In the summer of 2018, Jane and Louise Wilson traveled to South Korea's Gapado Island to partake in an artist residency program, as part of a broader initiative to preserve the island’s environmental and cultural values. Gapado Island is a carbon-free island dedicated to maintaining a sustainable ecosystem.
In a series of new photographic work printed on metallic photo rag paper, the imagery depicts sea urchins intertwined with island landscapes, lava rock stacks and deserted sites which were once shrines. Shrine worship is an aspect of shamanism on Gapado Island that is an integral part of the elderly generation’s traditions, notably the extraordinary group of female Haeneyo free divers who make their living harvesting and selling seafood. It is a practice that exemplifies their sister-like bond-- when they are together, they share everything. Due to the dangers inherent in free-diving and the changing tides of women in the workplace, their cherished tradition is in jeopardy.

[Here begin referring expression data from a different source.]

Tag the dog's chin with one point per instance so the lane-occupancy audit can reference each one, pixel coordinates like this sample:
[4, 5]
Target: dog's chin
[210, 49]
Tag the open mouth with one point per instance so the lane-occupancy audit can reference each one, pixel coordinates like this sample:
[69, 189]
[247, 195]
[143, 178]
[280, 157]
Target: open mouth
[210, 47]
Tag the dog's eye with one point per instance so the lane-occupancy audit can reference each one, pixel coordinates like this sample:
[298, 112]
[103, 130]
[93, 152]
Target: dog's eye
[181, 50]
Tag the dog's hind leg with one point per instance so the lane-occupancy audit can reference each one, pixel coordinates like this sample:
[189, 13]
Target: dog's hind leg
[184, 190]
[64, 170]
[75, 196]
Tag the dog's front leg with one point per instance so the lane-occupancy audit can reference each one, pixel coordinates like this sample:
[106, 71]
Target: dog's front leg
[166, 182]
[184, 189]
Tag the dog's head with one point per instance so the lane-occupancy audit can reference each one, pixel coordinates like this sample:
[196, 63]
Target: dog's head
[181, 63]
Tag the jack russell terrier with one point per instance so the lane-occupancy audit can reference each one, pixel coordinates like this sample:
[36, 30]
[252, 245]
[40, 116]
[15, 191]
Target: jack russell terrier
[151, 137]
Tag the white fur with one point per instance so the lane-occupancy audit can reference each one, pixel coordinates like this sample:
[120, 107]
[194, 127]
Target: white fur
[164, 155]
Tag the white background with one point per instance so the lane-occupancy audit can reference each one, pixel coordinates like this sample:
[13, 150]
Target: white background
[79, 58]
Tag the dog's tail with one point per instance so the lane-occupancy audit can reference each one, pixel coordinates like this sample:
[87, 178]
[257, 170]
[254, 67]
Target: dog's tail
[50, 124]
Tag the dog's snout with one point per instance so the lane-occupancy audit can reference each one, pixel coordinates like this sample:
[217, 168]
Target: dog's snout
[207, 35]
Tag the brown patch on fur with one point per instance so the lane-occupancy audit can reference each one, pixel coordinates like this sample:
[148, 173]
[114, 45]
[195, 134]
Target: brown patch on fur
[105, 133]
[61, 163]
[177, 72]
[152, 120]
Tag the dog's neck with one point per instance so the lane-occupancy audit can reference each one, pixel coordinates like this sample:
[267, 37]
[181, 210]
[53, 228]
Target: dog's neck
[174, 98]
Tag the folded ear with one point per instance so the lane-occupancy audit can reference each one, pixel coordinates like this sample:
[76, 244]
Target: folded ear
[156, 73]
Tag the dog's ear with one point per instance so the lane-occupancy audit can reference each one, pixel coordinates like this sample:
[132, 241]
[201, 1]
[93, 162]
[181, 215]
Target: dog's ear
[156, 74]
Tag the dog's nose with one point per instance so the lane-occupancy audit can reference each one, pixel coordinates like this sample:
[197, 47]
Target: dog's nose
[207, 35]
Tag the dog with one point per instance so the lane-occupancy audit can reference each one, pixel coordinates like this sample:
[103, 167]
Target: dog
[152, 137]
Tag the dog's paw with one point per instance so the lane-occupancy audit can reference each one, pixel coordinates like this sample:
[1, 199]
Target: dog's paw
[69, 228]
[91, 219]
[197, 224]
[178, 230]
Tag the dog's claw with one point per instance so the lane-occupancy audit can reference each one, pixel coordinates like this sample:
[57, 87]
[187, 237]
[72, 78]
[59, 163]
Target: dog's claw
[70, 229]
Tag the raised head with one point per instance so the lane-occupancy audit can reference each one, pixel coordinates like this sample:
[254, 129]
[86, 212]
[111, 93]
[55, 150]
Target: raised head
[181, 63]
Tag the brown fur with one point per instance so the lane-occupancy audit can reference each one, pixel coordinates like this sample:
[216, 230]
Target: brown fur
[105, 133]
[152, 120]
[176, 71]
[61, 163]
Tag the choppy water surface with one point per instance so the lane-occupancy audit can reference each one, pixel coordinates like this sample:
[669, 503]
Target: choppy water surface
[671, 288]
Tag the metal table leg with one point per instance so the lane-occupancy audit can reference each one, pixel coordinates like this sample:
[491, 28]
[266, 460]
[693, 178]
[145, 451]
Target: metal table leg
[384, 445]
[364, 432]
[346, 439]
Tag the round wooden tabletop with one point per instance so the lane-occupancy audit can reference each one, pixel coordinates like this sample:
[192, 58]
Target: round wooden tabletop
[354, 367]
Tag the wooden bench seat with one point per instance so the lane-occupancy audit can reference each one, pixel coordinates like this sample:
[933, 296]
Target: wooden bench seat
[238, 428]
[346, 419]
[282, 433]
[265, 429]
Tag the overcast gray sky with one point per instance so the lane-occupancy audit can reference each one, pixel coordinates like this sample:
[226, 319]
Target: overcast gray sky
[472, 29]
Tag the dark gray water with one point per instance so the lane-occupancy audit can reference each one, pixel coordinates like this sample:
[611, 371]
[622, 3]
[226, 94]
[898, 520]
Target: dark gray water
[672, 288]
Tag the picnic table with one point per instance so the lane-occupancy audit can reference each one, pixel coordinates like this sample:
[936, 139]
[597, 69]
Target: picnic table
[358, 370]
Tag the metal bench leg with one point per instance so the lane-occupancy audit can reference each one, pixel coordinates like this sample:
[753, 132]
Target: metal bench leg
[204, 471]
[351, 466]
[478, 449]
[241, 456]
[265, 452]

This new body of work serves to investigate and demonstrate the psychic intersection between defensive architecture and Shaman shrines-- further expanding upon their publicly sited video installation, Suspended Island, 2018. In this work, the artists explored the relationship between the Houses of Parliament, Trinity House in Newcastle, and the abandoned coastal fortifications on Governors Island off the coast of Manhattan. Their video installation questions the impact of power and invisibility within historical memory. The multi-screen format creates a stereoscopic experience of physical space that connects spectacle with sites of historical power and uncovers recent ideological structures which have since been abandoned or left in a state of social neglect.
“The Island is a creature, that paws all my greatest fears, and sets me free.”
As spoken by the author Vesna Maric in Suspended Island, 2018.